I'm not talking about the leveraged funds which helped to bring down Bear Stearns (BSC), I'm talking about the products available to retail investors. If you're an individual, the options available to you in the equity space are very broad indeed, from index funds and 130/30 funds through to high-growth, high-risk technology funds. Then, if your risk profile from equities is too aggressive, the done thing is to buy a few bond funds as well, to add a bit of safety to your portfolio.
But equities are no longer the only place to seek high returns.
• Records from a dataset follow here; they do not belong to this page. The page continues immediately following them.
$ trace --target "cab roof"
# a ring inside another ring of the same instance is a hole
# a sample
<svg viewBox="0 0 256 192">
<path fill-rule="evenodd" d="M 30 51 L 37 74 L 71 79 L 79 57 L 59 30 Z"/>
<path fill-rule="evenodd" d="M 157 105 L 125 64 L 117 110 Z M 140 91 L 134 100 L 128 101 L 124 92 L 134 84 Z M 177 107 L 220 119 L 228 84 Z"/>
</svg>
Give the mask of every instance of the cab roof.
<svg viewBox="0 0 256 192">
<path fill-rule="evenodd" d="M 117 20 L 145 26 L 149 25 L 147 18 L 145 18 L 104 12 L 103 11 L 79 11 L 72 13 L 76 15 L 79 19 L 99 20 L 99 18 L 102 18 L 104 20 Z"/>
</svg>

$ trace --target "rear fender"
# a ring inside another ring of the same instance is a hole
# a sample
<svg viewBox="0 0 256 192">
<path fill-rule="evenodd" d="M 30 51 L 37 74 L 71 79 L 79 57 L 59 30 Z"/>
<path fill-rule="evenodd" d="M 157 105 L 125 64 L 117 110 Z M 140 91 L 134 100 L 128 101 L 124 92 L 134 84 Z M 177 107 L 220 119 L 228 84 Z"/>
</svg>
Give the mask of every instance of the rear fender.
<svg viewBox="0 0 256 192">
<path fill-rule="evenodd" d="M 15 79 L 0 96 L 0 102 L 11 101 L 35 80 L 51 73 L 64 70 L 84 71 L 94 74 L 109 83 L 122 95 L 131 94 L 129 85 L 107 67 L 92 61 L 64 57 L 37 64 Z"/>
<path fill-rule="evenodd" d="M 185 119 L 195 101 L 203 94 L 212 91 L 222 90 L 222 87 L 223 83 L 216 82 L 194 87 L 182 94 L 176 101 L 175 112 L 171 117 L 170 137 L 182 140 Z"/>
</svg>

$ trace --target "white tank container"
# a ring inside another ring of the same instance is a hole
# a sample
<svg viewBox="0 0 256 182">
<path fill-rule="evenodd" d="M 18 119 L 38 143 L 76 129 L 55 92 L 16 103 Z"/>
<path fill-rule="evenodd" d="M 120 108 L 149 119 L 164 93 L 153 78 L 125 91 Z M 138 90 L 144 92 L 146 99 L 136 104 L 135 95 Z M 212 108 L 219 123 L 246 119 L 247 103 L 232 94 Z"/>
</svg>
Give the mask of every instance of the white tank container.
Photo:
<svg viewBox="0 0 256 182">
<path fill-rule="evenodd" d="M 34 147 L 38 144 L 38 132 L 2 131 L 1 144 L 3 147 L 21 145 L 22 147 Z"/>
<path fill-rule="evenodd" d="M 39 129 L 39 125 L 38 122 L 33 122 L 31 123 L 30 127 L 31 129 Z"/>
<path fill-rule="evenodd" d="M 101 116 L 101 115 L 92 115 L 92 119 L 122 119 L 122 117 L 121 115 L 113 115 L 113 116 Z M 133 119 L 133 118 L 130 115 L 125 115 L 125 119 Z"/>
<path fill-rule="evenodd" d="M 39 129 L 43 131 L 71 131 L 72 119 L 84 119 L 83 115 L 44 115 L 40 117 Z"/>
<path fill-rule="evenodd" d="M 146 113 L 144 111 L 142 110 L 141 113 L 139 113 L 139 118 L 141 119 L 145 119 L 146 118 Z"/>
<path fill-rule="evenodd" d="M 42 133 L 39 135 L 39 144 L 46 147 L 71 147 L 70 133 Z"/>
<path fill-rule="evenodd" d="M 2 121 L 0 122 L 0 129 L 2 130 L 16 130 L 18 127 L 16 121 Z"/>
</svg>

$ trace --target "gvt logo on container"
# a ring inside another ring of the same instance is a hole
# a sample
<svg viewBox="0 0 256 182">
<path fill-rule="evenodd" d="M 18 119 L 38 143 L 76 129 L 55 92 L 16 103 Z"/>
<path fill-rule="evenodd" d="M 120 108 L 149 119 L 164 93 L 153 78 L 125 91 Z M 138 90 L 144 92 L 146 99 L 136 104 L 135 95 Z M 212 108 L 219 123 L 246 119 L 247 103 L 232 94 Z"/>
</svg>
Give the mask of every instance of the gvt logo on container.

Hedge funds and university endowments have been making lots of money elsewhere for decades, and in the wake of the credit crunch there's a strong case to be made that the best returns over the next few years will be made in the fixed-income space, which looks as though it has overshot to the downside in many areas, rather than in the equity space, which mostly hasn't.
What's more, emerging-market local debt is a good way to play the foreign exchange market as well, if you're sophisticated enough to be able to work out what happens when you layer credit risk and the legal risk of not having debt issued under New York or London law on top of foreign-exchange risk.
And most importantly, as the cash bond market pales in liquidity next to the CDS market, it's increasingly important that managers understand and use effectively the full spectrum of derivatives instruments available to them.
And there's the rub: A moderately risky, widely diversified bond fund is not the kind of thing that can be started up by a couple of guys with a Bloomberg. Fund managers like John Paulson do well because they do a deep dive into something like housing credit, see a mispricing, and make a big directional bet. That's fine for a hedge fund, but it's not something to offer to retail.
If you were to start up a bond fund with a hefty risk appetite, you'd need much more than some diligent credit analysts. You'd need a good grasp of global macroeconomics, an expertise in medium-term foreign-exchange movements, a strong legal team, a large set of derivatives experts, and, crucially, a rock-solid counterparty risk rating. If you had all that, however, you could venture into areas few mutual funds have ever dared enter, and launch a fund which, in the best case, could get equity-like returns even if and as the stock markets were going nowhere.
But who has all that? Well, the first and most obvious name is Pimco. And guess what:
Pimco, a unit of Allianz (AZ), plans to launch a fund, Pimco Fixed Income Unconstrained Fund, which can invest in derivative vehicles such as options, futures contracts or swap agreements, or in mortgage-backed or asset-backed securities.
More broadly, the fund can invest in fixed-income investments with durations ranging from three to eight years and in an unlimited number of securities denominated in foreign currencies, according to a filing Pimco has made with the Securities and Exchange Commission.
The fund may also invest as much as 50% of its assets in securities and instruments economically tied to emerging-market countries and may invest as much as 40% of its assets in junk bonds.
This move makes a lot of sense to me. I doubt the Unconstrained fund is ever going to be a true monster in terms of size: fixed-income investors by their very nature tend to be risk-averse animals. But this fund could attract risk capital into the fixed-income space to a degree rarely seen in the past, just as retail investors are looking for areas where someone with a long enough time horizon can try to pick up undervalued debt.
What's more, the Unconstrained fund would also fit in to a strategy of moving Pimco more broadly into alternative investments and higher-risk activities.
The risk to Pimco, of course, is that the Unconstrained fund blows up and drags the reputation of the entire firm down with it. But the one word I don't see in its mandate is "leverage" (although it's trivially easy to simply embed leverage in derviatives if you're so inclined). Given how nimbly Pimco has managed to navigate the current credit crunch, I'd say the firm has as good a claim as any to being able to say that it's capable of avoiding disaster.